Das Staatssicherheitsgericht focht das nicht an, lehnte im Verfahren jeden Antrag auf vorläufige Freilassung ab und bestätigte nun das Urteil von 1994. Mit der Rechtsstaatlichkeit sah es auch diesmal nicht besser aus, wie ein Beobachter der Internationalen Juristenkommission beanstandete: Insbesondere mit der Unschuldsvermutung und den Verteidigerrechten habe es das Gericht nicht so genau genommen. Die Richter hätten die Angeklagten von Anfang an offen als schuldig betrachtet, beschwerte sich Zanas Anwalt Yusuf Alatas. Der Verteidiger kündigte an, erneut in Berufung und gegebenenfalls auch noch einmal nach Straßburg zu ziehen.

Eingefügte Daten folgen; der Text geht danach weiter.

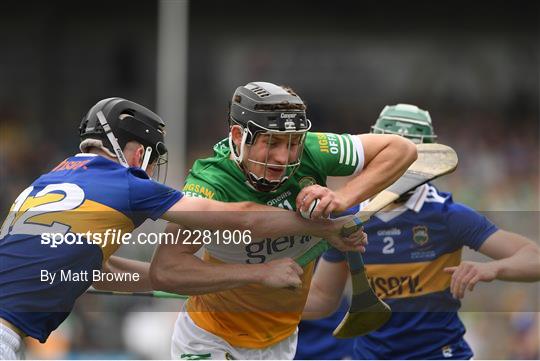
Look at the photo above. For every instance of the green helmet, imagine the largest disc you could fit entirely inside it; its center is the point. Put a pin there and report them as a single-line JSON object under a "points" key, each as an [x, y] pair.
{"points": [[406, 120]]}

Die Reaktionen aus Europa ließen nicht lange auf sich warten. Bundestagspräsident Wolfgang Thierse sagte bei seinem Besuch in Ankara: „Die Türkei wird viel Mühe haben, die Wirkung dieses Urteils im Ausland zu überwinden.“ Das Urteil werfe einen Schatten auf die Umsetzung der Reformen in der Türkei, sagte ein EU-Sprecher in Brüssel.